The motor boys climbed up the steps of the coach. Professor Snodgrass, making a grab for a rare bug he saw at the last moment, followed. The big woman attempted to board the train, but it was too late, and as it pulled out of the station she was last seen running after the cars, while, in the smoker, Mr. Brill was heard to say with much fervor:

“Oh what a lucky escape!”

“What was it all about?” asked Jerry, when they were all together in the parlor car where they had seats, Mr. Brill having moved forward. “Was she one of your relations?”

“She was,” answered the miner, “and one of the worst. She called herself my aunt, but she was more like a forty-second cousin. For years I almost supported her and her family. Her husband won’t work—he thinks he’s got heart disease. I gave her what I could spare, and more too, just as I did a whole lot of others who thought because I was a gold miner, that I was rich. But I wasn’t.

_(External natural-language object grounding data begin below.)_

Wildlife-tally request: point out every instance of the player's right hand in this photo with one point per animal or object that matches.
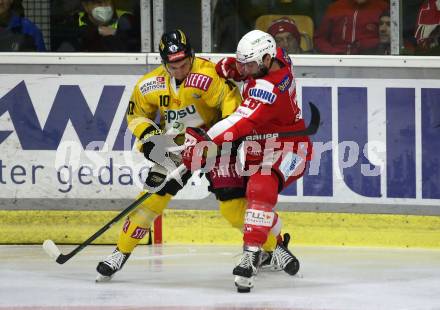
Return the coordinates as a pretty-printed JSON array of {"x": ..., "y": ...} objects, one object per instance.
[
  {"x": 227, "y": 68},
  {"x": 149, "y": 142}
]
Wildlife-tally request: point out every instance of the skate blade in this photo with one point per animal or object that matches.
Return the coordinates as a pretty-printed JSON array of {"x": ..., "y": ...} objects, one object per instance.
[
  {"x": 100, "y": 278},
  {"x": 270, "y": 268},
  {"x": 244, "y": 284}
]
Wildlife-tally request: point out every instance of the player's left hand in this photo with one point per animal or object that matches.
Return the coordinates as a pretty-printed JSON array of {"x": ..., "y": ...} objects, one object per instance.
[{"x": 198, "y": 147}]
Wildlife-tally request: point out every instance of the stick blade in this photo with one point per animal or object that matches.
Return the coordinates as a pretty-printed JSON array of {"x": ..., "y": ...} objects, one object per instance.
[{"x": 51, "y": 249}]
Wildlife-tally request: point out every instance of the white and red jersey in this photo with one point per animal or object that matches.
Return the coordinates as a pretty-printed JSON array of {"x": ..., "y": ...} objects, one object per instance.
[{"x": 269, "y": 106}]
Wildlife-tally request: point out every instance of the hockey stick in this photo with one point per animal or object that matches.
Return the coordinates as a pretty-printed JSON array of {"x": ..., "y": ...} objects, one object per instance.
[
  {"x": 52, "y": 250},
  {"x": 308, "y": 131}
]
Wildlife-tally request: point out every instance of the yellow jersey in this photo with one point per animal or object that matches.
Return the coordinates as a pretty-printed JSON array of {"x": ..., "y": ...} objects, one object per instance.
[{"x": 202, "y": 99}]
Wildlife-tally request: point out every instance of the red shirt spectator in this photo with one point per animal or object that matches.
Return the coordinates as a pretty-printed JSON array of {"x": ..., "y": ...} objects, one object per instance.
[
  {"x": 350, "y": 27},
  {"x": 286, "y": 35},
  {"x": 428, "y": 24}
]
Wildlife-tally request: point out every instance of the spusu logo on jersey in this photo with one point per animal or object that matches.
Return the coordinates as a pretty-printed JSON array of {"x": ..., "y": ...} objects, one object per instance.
[
  {"x": 152, "y": 84},
  {"x": 198, "y": 80},
  {"x": 173, "y": 115}
]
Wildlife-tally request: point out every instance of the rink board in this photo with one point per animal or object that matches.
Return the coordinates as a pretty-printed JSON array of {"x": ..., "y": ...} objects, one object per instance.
[
  {"x": 65, "y": 147},
  {"x": 208, "y": 227}
]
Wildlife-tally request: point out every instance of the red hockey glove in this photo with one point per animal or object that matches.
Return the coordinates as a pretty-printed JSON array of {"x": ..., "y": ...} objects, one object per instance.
[
  {"x": 198, "y": 147},
  {"x": 227, "y": 68}
]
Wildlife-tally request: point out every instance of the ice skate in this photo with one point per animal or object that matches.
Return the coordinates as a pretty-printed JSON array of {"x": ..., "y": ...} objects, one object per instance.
[
  {"x": 247, "y": 269},
  {"x": 113, "y": 263},
  {"x": 281, "y": 258}
]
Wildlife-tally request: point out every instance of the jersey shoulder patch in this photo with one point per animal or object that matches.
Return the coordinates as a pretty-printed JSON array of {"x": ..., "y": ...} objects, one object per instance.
[
  {"x": 152, "y": 84},
  {"x": 263, "y": 91}
]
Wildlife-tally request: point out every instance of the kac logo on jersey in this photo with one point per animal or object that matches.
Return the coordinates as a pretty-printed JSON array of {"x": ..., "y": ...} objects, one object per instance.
[
  {"x": 152, "y": 84},
  {"x": 284, "y": 84},
  {"x": 262, "y": 95}
]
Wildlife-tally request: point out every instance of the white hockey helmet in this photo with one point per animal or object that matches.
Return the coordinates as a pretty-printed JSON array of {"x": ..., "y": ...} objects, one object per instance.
[{"x": 254, "y": 45}]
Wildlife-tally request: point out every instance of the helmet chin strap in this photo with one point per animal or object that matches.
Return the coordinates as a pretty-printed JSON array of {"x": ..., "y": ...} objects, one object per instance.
[{"x": 263, "y": 70}]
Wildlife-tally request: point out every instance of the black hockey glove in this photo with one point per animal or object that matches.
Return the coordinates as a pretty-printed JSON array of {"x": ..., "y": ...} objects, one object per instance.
[{"x": 151, "y": 141}]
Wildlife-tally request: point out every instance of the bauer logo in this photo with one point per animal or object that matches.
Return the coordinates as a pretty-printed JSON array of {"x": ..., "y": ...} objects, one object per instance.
[{"x": 259, "y": 218}]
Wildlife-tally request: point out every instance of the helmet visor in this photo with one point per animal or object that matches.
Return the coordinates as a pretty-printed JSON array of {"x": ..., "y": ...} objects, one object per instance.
[{"x": 246, "y": 69}]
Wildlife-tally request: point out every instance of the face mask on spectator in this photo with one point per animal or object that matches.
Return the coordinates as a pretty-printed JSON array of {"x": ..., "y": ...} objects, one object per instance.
[{"x": 102, "y": 13}]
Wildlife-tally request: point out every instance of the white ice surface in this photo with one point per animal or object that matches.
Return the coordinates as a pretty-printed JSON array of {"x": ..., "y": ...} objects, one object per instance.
[{"x": 200, "y": 277}]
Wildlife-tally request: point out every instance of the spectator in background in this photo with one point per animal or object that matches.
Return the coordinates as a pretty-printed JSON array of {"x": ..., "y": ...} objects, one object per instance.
[
  {"x": 384, "y": 47},
  {"x": 286, "y": 35},
  {"x": 350, "y": 27},
  {"x": 428, "y": 25},
  {"x": 17, "y": 33},
  {"x": 102, "y": 28}
]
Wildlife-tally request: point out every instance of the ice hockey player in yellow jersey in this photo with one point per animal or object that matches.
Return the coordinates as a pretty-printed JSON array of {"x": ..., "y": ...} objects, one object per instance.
[{"x": 187, "y": 92}]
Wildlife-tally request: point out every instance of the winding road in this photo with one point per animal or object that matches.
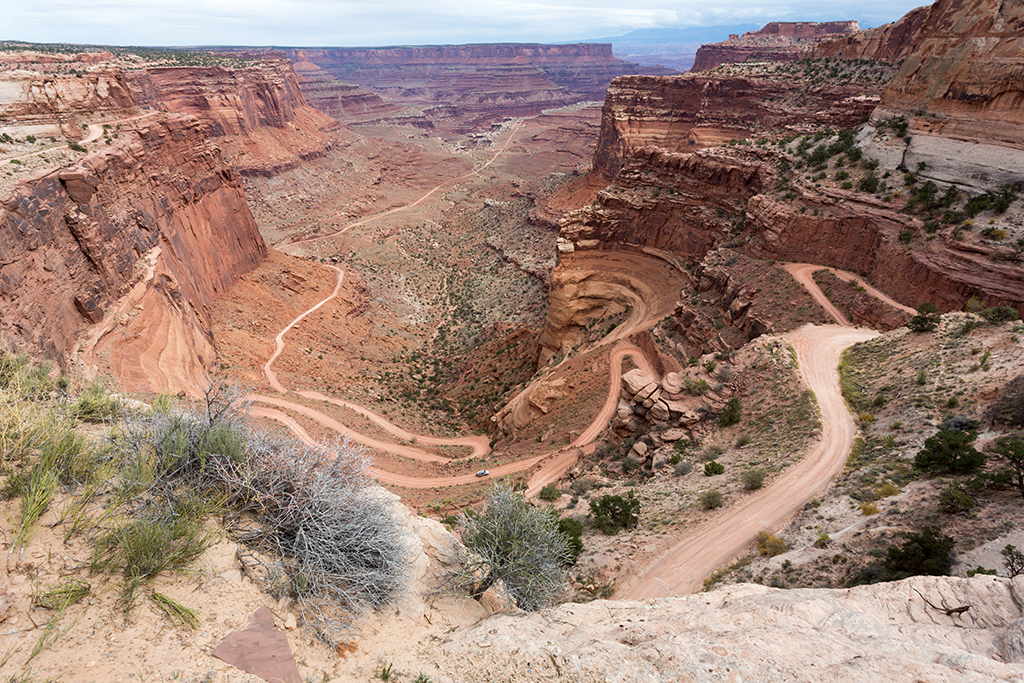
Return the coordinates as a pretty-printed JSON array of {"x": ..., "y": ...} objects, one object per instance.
[{"x": 701, "y": 550}]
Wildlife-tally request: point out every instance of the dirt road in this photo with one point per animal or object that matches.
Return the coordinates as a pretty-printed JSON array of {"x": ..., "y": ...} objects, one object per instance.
[{"x": 683, "y": 568}]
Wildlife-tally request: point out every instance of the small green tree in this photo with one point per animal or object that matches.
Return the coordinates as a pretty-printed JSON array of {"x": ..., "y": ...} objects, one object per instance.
[
  {"x": 1013, "y": 560},
  {"x": 949, "y": 452},
  {"x": 513, "y": 545},
  {"x": 550, "y": 493},
  {"x": 926, "y": 319},
  {"x": 926, "y": 552},
  {"x": 1010, "y": 450},
  {"x": 610, "y": 514},
  {"x": 730, "y": 415}
]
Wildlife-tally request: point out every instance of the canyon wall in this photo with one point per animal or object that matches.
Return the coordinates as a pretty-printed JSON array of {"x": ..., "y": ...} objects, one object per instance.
[
  {"x": 258, "y": 114},
  {"x": 35, "y": 101},
  {"x": 158, "y": 215},
  {"x": 777, "y": 41},
  {"x": 892, "y": 42},
  {"x": 685, "y": 113},
  {"x": 481, "y": 82},
  {"x": 962, "y": 90}
]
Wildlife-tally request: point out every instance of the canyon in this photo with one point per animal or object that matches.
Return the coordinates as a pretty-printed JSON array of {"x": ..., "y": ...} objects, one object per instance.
[{"x": 449, "y": 254}]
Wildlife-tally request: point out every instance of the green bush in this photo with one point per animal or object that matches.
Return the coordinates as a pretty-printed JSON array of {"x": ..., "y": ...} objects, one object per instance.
[
  {"x": 572, "y": 530},
  {"x": 610, "y": 514},
  {"x": 713, "y": 468},
  {"x": 730, "y": 414},
  {"x": 514, "y": 545},
  {"x": 769, "y": 544},
  {"x": 949, "y": 452},
  {"x": 753, "y": 479}
]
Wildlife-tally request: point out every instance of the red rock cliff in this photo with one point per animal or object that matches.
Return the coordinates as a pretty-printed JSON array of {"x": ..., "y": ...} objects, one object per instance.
[
  {"x": 685, "y": 113},
  {"x": 777, "y": 41},
  {"x": 148, "y": 230},
  {"x": 258, "y": 114},
  {"x": 484, "y": 82},
  {"x": 56, "y": 103},
  {"x": 892, "y": 42}
]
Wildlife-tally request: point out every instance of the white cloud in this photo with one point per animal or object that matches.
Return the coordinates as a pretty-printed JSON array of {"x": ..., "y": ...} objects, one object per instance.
[{"x": 395, "y": 22}]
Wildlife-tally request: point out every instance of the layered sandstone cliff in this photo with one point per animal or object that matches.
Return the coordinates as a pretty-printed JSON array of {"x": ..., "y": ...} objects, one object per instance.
[
  {"x": 257, "y": 114},
  {"x": 481, "y": 82},
  {"x": 686, "y": 113},
  {"x": 777, "y": 41},
  {"x": 36, "y": 101},
  {"x": 135, "y": 240},
  {"x": 892, "y": 42},
  {"x": 344, "y": 101},
  {"x": 962, "y": 91}
]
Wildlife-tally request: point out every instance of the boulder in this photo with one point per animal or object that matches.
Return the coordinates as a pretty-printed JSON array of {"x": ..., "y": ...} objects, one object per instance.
[{"x": 635, "y": 380}]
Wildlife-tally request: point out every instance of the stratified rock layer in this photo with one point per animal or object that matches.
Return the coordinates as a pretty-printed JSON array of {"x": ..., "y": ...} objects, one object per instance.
[
  {"x": 777, "y": 41},
  {"x": 159, "y": 209},
  {"x": 962, "y": 90},
  {"x": 685, "y": 113},
  {"x": 886, "y": 632},
  {"x": 477, "y": 83},
  {"x": 892, "y": 42}
]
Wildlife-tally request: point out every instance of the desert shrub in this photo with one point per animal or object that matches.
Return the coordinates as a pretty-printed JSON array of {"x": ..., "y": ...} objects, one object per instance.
[
  {"x": 927, "y": 318},
  {"x": 515, "y": 547},
  {"x": 712, "y": 499},
  {"x": 949, "y": 452},
  {"x": 953, "y": 501},
  {"x": 550, "y": 493},
  {"x": 1010, "y": 450},
  {"x": 753, "y": 479},
  {"x": 611, "y": 514},
  {"x": 1013, "y": 560},
  {"x": 927, "y": 552},
  {"x": 730, "y": 414},
  {"x": 95, "y": 404},
  {"x": 769, "y": 544},
  {"x": 583, "y": 485}
]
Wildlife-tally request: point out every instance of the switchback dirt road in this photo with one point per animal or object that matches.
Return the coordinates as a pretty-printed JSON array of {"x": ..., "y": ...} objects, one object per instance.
[{"x": 684, "y": 567}]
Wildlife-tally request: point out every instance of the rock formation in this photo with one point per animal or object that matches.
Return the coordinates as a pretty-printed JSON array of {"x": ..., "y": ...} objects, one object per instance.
[
  {"x": 685, "y": 113},
  {"x": 778, "y": 41},
  {"x": 886, "y": 632},
  {"x": 258, "y": 113},
  {"x": 344, "y": 101},
  {"x": 48, "y": 103},
  {"x": 159, "y": 212},
  {"x": 892, "y": 42}
]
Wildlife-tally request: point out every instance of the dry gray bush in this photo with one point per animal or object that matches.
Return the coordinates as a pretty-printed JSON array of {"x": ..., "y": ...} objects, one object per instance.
[
  {"x": 324, "y": 534},
  {"x": 514, "y": 547}
]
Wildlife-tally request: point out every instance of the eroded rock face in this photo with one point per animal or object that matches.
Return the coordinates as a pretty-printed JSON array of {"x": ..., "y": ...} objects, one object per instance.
[
  {"x": 159, "y": 210},
  {"x": 891, "y": 42},
  {"x": 56, "y": 103},
  {"x": 777, "y": 41},
  {"x": 477, "y": 83},
  {"x": 885, "y": 632},
  {"x": 686, "y": 113},
  {"x": 962, "y": 90},
  {"x": 257, "y": 114}
]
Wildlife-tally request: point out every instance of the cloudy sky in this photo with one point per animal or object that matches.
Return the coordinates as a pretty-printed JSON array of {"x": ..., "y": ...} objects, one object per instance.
[{"x": 354, "y": 23}]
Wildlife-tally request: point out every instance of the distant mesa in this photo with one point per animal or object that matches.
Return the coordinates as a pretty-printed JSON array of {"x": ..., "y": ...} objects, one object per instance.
[{"x": 777, "y": 41}]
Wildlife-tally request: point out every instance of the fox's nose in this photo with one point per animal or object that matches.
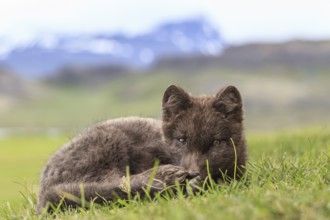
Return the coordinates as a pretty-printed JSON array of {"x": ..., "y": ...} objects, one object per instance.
[{"x": 192, "y": 174}]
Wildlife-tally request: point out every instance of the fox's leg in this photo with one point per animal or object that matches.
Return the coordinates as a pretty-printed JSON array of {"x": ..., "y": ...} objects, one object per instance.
[{"x": 71, "y": 194}]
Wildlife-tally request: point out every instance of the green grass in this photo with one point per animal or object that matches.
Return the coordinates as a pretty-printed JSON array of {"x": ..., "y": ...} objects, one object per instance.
[{"x": 289, "y": 178}]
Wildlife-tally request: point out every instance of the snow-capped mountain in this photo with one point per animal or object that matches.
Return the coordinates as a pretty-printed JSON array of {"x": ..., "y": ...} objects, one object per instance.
[{"x": 46, "y": 54}]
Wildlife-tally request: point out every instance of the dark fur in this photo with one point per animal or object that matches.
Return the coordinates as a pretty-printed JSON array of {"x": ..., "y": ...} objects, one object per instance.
[{"x": 193, "y": 130}]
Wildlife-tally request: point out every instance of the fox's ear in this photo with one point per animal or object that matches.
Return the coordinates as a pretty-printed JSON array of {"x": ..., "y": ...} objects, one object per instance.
[
  {"x": 229, "y": 102},
  {"x": 175, "y": 100}
]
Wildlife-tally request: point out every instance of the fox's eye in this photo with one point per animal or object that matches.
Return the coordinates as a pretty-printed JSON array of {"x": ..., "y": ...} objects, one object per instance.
[
  {"x": 216, "y": 142},
  {"x": 182, "y": 140}
]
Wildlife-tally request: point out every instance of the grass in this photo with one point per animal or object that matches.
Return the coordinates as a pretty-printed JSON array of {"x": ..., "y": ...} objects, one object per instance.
[{"x": 288, "y": 171}]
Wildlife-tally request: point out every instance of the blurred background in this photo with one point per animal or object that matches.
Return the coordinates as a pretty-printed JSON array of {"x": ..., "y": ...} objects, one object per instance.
[{"x": 67, "y": 64}]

“How she found out I was in the East I don’t know, but some of the poor relations out West must have sent word that I had come on. Then she traced me—though I don’t know how—and I suppose she came for money. But I got away—thank goodness! I got away. If she had found me earlier she’d have made life miserable for me. I had—well, you know what,” he added, in a whisper, referring to the sixty nuggets of gold. “It had to be kept quiet, and that’s why I didn’t want to get the sheriff and a posse to recover my stuff. Word would have gotten out that I had it and then—well, I wouldn’t have had it, that’s all.”

“I guess you’re safe now,” remarked Ned, with a smile, as he recalled the scene of excitement in the depot.